Mais um poste retirado das entranhas do UOL (porque das entranhas do Dadá, somente Edu Aurrai conseguiu voltar. Entendedores entenderão) e dessa vez de um livro. Sim, aquelas coisas sem desenhos que vocês passam longe. Bão, sem mais mimimis, cliquem logo aí:

Mundo pós apocalíptico é um tema inesgotável para qualquer tipo de mídia. A gama de opções que podem ser criadas com essa premissa é praticamente interminável. O grande x que marca essa afirmação é a qualidade dos conteúdos produzidos. Porém, o acaso as vezes nos prega peças e algo de qualidade acaba aparecendo na nossa frente. E foi mais ou menos assim que Gênesis acabou em minhas mãos (ui).

Emprestado pela dona da banca que costumo gastar meu suado dinheirinho, esse livro chama a atenção pela premissa deveras interessante.

Idealizada por um milionário, uma nova sociedade se forma em um arquipélago após o restante do mundo ter sido dizimado por peste / guerras. Radicalmente xenófobos, a República é cercada por uma das mais impressionantes obras de engenharia já realizada pelo homem: a cerca marítima, um complexo sistema de segurança que impede que qualquer tipo de embarcações se aproxime do conjunto de ilhas. Além disso, todos os pontos de acesso são vigiados constantemente por soldados treinados que abatem aviões e similares que se aproximam.

Recomendação do Sorg

Desta feita, a sociedade cresce e prospera alheia aos acontecimentos do resto do mundo, sendo regidos por um governo fascista.

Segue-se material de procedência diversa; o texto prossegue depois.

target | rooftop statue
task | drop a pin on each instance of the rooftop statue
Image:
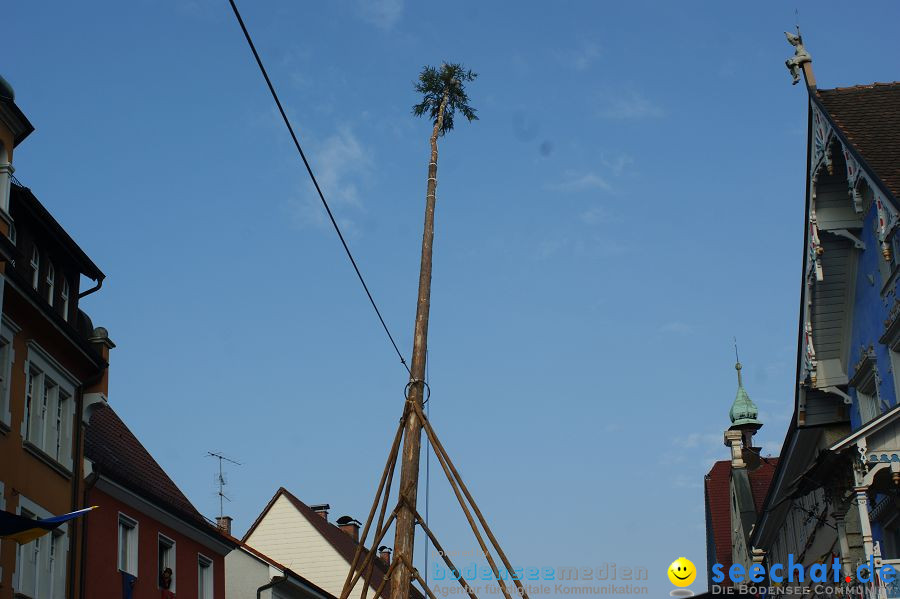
(800, 56)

A história começa de fato com a personagem Anaximandra (Anax) tentando uma vaga na Academia, a instituição responsável por essa nova ordem. O processo de inclusão na Academia se dá por meio de uma entrevista e dissertação sobre um determinado tema previamente escolhido pelo candidato. E Anax escolhe discorrer sobre Adam Forde, um soldado há muito morto que foi responsável por uma série de mudanças que abalaram a sociedade utópica da República.

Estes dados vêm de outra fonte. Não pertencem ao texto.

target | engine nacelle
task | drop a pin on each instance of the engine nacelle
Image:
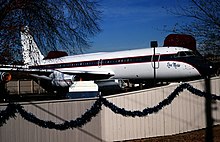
(5, 77)
(61, 80)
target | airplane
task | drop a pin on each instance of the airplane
(58, 70)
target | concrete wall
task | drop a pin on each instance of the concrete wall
(186, 113)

De forma não linear, Beckett vai e volta no tempo, intercalando a entrevista de Anax e os tais fatos ocorridos com Adam.

Esse pano de fundo é muito bem utilizado pelo autor para abordar temas filosóficos e religiosos como consciência, alma, percepção e tecnologia (!). Em forma de diálogos entre Adam e Art, o último da trinca principal de protagonistas, Beckett discute as implicações da tecnologia e das máquinas auto consciente frente às doutrinas da religião. Durante as 176 páginas, o autor levanta pontos interessantes de forma dinâmica e ele consegue esmiuçar questões filosóficas sem soar didático ou forçado.

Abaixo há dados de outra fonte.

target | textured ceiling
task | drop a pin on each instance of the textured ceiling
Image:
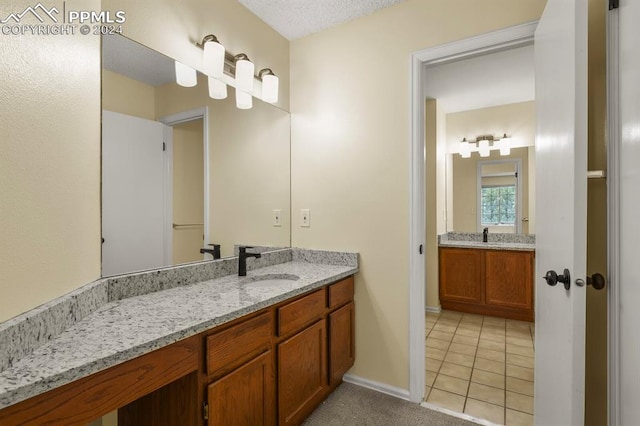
(298, 18)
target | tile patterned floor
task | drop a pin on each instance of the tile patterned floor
(481, 366)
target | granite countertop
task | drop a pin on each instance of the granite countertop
(124, 329)
(497, 241)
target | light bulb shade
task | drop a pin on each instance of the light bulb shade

Além disso, durante todas a leitura, é perceptível a quantidade de referências que Beckett usa para construir a realidade de Gênesis: V de Vingança, Exterminador do Futuro, Isaac Asimov, Planeta dos Macacos, etc. E todas essas referências são usadas de forma inteligente para se criar uma ótima narrativa.

Mas, inquestionavelmente, o grande trunfo do autor é o final de Gênesis. Em momento algum ele te dá pistas que aquele determinado evento irá ocorrer e, quando o faz, é um verdadeiro soco na cara. As últimas páginas são embasbacantes e o final é de deixar sem fôlego. Simplesmente fantástico.